Virtuoso Sponger

What Is The Sponger?

The Virtuoso Sponger is the Linked Data middleware component of Virtuoso. It generates Linked Data from a variety of data sources, and supports a wide variety of data representation and serialization formats. The Sponger is transparently integrated into Virtuoso's SPARQL Query Processor where it delivers URI de-referencing within SPARQL query patterns, across disparate data spaces. It also delivers configurable smart HTTP caching services. Optionally, it can be used by the Virtuoso Content Crawler to periodically populate and replenish data within the native RDF Quad Store.

The Sponger is also a full-fledged HTTP proxy service, directly accessible via SOAP or REST interfaces.
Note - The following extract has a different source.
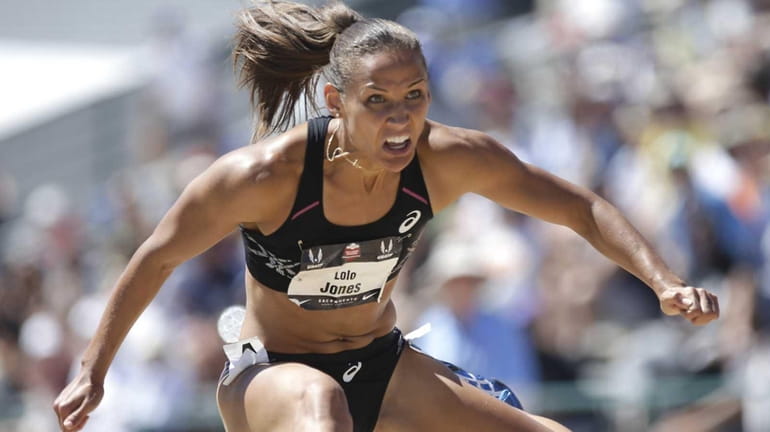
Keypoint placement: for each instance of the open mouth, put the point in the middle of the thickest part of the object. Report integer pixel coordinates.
(397, 144)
As depicted below, OpenLink?'s broad portfolio of Linked-Data-aware products supports a number of routes for creating or consuming Linked Data. The Sponger provides a key platform for developers to generate quality data meshes from unstructured or semi-structured data sources.

Why is it Important?

A majority of the worlds data naturally resides in non-Linked-Data form at the current time. The Sponger delivers middleware that accelerates the bootstrap of the Semantic Data Web by unobtrusively generating Linked Data (typically in RDF form, today) from non-Linked-Data data sources. This "Swiss army knife" for on-the-fly Linked Data generation provides a bridge between the traditional Document Web and the Linked Data Web ("Data Web").

Sponging non-Linked-Data Web sources and converting their data content to Linked Data exposes that data in a canonical form for querying and inference, and enables fast and easy construction of Linked-Data-driven "mesh-ups" (as opposed to code-driven Web 2.0 mash-ups).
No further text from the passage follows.